I have a blog?
Oh yeah, right, the blog...
S'pose I should write something here. It's been a while. When did I last post...? June.
Right, so, at the end of May I was told I was losing my job in two to four weeks. But then I didn't. The company kept me on for another week, then another, then another. It was the end of July before they finally let me go. And since then I've been sat at home looking for another job. In the middle of a recession. With unemployment figures at their highest level in fifteen years. Yeah, working as a temp for a bank during one of the biggest economical nosedives in history was never going to be the most secure of career paths.
You can appreciate, then, why I have been a little preoccupied and neglecting my blogging duties?
What else? Been on a couple of dates. Waste of time as usual. I have managed to cobble together something resembling a new tune in the days since I lost my job. It's kinda' gloomy and not finished yet. It is resting in that limbo state of almost-done-and-needs-a-little-something-else-but-I-don't-know-what. A rough version is up on SoundCloud which you can listen to by using this embedded player thingie:
Blah blah, what else... I'm on Twitter. My pal Suw Charman persuaded me to sign up over a year ago before it became famous in the mainstream press when it was populated mainly by tech-heads and nu-media journos. It is now, of course, a handy way to stalk celebrities. I didn't know what use it would be to me for a long time but I am gradually using it more often. I'll put a feed up in the sidebar so you can revel in my 140-character pearls of wisdom.
I've more or less given up on writing fiction. I haven't written anything for three and a half years now, virtually nothing since I puked out that novel for NaNoWriMo in 2005. I dug that out a little while ago - I couldn't get past the first page for the awful, awful prose. I can no longer in all consciousness refer to myself as a "writer" anymore. The desire and the ideas have dried up, vanished. There was a time when I'd always be mulling over ideas, newspaper articles or snatches of overheard conversations at work or in the street would set me off on some bizarre train of thought. Not so now: I sometimes sit down with every intention of firing up my mental fiction engine and get back into it. I think and think and think and... nothing. No stories to tell.
I don't know why this is. Perhaps I am so out of the habit of writing fiction that my brain has forgotten how to do it - "use it or lose it". Maybe I see so much shite literature getting accepted for publication while good writers, innovative writers, writers pushing the boundaries and daring to be different, are routinely rejected and I think, "What's the point?" Who needs my words? What have I got to offer? Who gives a fuck what I have to say about anything?
All I know is that the need to write has gone. I even thought about deleting this blog, this entire website, even. The only reason I don't is because of some vague notion that I might one day feel the need to write again and that I might rekindle my ambition to get my stuff into print.

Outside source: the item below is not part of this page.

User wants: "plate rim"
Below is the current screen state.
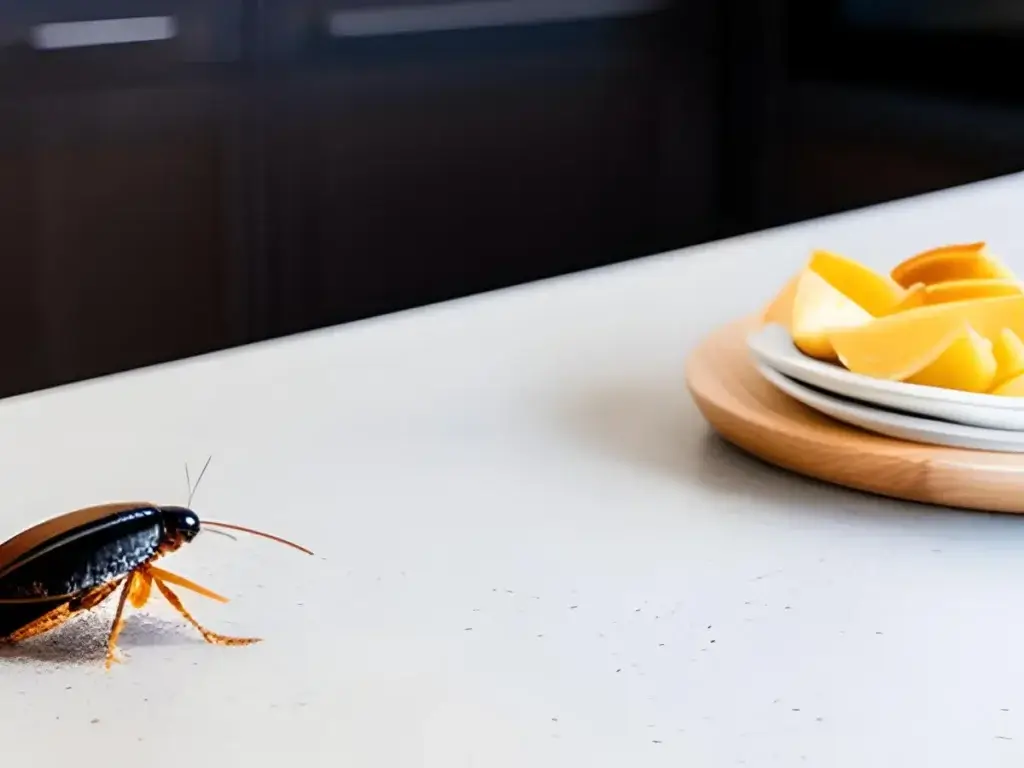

I am still interested in music, though, which is something. I was listening to all the stuff I produced for Mad Hatters' Review the other week and, damn, some of it is really fucking weird. I don't even remember writing some of it. It seems that my ability to experiemnt creatively hasn't completely abandoned me.
I also seem incapable of hitting the apostophe key when I type and always press the semi-colon button instead. Every time. I have no idea what this has to do with anything but I thought I would share.
I am going to try and blog more regularly from no on. Honest.